Q-PAGE™ Bis-Tris Precast Gels are available in gradient (4 to 12%) and fixed (8% and 12%) concentrations of polyacrylamide in 12-and 15-well formats. Two available cassette sizes, Mini (10 x 8.3 cm) and Midi (10 x 10 cm), are compatible with most popular protein electrophoresis systems. Q-PAGE™ Mini (QP2XXX) Gels are suitable for Bio-Rad® and other systems. Q-PAGE™ Midi (QP3XXX) Gels are suitable for Invitrogen® XCell SureLock® Mini-Cell, Invitrogen® Mini Gel Tank, Hoefer SE260, and other systems.
Key Features
User-friendly gel cassette:
Numbered and framed wells for sample loading
With cassette opener for easy use
Enhanced gel performance:
Enhanced band sharpness
Better resolution of small proteins
Stable for shipping at ambient temperature
Easy compatibility:
Available as homogeneous and adjusted gradient gels for a wide range of protein separation.
Compatible with most popular protein electrophoresis systems
Storage and stability
Store Q-PAGE™ Precast Gels at 4°C for periods up to 12 months.
Do not freeze Q-PAGE™ Precast Gels Remove tape and comb before electrophoresis.

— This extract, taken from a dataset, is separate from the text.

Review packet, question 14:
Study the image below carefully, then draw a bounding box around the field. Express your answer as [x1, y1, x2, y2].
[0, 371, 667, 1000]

Clear and sharp bands, high resolution
Q-PAGE™ Bis-Tris Precast Gel shows high resolution of protein separation.
QP3120 Specifications
Gel | Bis-Tris | |
Buffer systems | MOPS and MES | |
Features | Clear and sharp bands, high resolution | |
Cassette size | Midi Gel (10 X 10 cm) | |
Gel dimensions | 8.1 x 8.1 x 0.1 cm (W x L x thickness) cm | |
Electrophoresis system | Mini Gel Tank XCell SureLock, Hoefer SE260 | |
Well format & Capacity | 15 wells, 28 μl/well | |
Gel percentage | 8 % | |
Accessory tray | Production description Tip card Gel remover Cassette opener | |
Manual
Manual_Q-PAGE™ Bis-Tris Precast Gel, Midi
SDS
SDS_Q-PAGE™ Precast Gel
Migration pattern
Setting Up and Running Q-PAGE™ Midi Precast Gel
Removing Q-PAGE from cassette
Setting up gel/membrane sandwich for Western transfer
Recommendations/Tips for Gel Running
1. Remove comb and tape before adaption. 2. Use fresh 1X running buffer for the inner cathode chamber. 3. Do not use Tris-Glycine running buffer for Q-PAGE™ Bis-Tris Precast Gels. 4. Rinse the wells before sample loading.

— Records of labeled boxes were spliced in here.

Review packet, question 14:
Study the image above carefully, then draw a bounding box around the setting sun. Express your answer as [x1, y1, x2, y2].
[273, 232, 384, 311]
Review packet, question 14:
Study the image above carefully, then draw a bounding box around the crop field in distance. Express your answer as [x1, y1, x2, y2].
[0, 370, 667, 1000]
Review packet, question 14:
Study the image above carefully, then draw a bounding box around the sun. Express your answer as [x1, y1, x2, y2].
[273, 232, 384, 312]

Sample Preparation for SDS-PAGE
1. Mix protein sample with 2X sample buffer.
2. Heat the diluted samples at 95°C for 5 min or at 70°C for 10 min.

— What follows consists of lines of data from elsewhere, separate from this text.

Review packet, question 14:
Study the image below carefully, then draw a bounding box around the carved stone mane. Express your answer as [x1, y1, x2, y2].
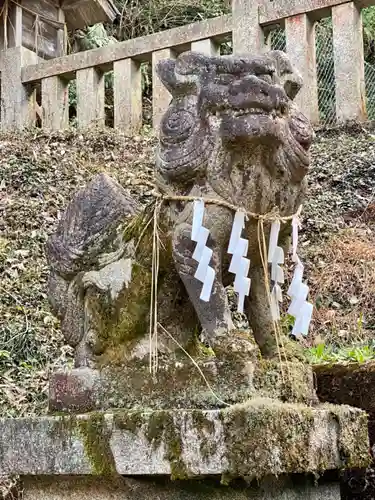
[47, 52, 313, 378]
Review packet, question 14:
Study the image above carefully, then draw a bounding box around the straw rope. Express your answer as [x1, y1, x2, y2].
[147, 192, 302, 390]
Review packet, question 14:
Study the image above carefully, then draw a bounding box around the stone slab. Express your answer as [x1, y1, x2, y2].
[0, 399, 369, 479]
[49, 353, 317, 413]
[23, 476, 340, 500]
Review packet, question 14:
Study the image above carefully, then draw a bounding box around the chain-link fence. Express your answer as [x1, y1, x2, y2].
[315, 19, 336, 125]
[267, 26, 286, 52]
[267, 19, 338, 125]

3. Cool the diluted samples to 4°C and spin down the water condensed on tube surface. (If there is high viscosity part at bottom of tube, transfer supernatant to a new tube.)
Prepare Q-PAGE™ for Sample Loading
1.Open the blister tray of Q-PAGE™ Precast Gel.
2.Briefly rinse the gel cassette with ddH2O.
3.Remove tape and comb; avoid squeezing the gel.
4.Adapt Q-PAGE™ to electrophoresis system; instruction is provided below. (Invitrogen® Mini Gel Tank is recommended.)
5.Use a pipette to gently wash the wells with running buffer to remove residual storage buffer.
6.Fill the wells with running buffer prior to sample loading.
7.Load samples and pre-stained protein marker into numbered wells.
8.Fill both inner and outer chambers with running buffer to the highest level. Ensure gel wells are completely covered.
Power Setting for Running Q-PAGE™
Optimize the voltage and running time if needed.
| 130 V | 180 V | 230 V*2 |
Running Time*1 | 60-75 mins | 35-50 mins | 25-40 mins |
Expected Current Initial (per gel) Final (per gel) |
70-80 mA 20-30 mA |
90-100 mA 35-45 mA |
130-140 mA 60-70 mA |
Expected temperature | 25-30°C | 25-35 °C | 35-45°C |
*1 Set voltage higher than 100 V is recommended.
*2 For higher voltage conditions, please use fresh running buffer for inner and outer chambers.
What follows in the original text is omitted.